Where are those grey remembered hills?

Northern Stage’s decision to stage Blue Remembered Hills on an empty monochrome stage is risky to says the least – but it comes off better than you might think.

Probably the most surprising thing about Blue Remembered Hills (apart from writing a play where adults play children and getting away with it – but then, this is Dennis Potter who loves to mess with your head so it’s not that big a surprise) is that this play made it to the stage at all. It was written and produced as a television play, and Potter never adapted it for the stage. On top of all this, 72 minutes is all very well for a TV programme, but it’s deadly for commercial theatre takings. And yet Blue Remembered Hills took a life of its own as a stage play and 34 years after the original screening, Northern Stage was all too eager to take this on.

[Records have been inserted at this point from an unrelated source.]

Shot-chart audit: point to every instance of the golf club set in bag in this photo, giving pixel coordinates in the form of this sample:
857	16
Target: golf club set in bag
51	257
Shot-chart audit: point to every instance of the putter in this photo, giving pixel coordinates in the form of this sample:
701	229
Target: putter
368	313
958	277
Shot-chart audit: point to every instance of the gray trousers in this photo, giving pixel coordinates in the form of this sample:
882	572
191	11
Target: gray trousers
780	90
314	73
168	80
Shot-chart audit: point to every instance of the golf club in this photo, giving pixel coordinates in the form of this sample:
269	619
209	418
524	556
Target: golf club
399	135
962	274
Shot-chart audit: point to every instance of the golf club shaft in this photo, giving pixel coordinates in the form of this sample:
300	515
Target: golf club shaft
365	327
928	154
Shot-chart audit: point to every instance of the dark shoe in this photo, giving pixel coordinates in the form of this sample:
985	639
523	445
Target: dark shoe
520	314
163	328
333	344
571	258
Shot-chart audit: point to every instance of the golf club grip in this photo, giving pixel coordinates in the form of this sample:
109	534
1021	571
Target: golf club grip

The most notable feature of the play is, of course, a cast of seven seven-year-olds being played entirely by adults. This is not simply a practicality to circumvent the problems of having young children performing live on stage, but a deliberate decision on Potter’s part; because even in the screenplay – where¬† it wouldn’t have been too hard to have cast children – the cast is adults. There were a number of reasons, but the big one was the bring home to fact that even in young children, the pecking order, vanity and power-struggles aren’t that different to those of adults – if anything, they are even more vicious.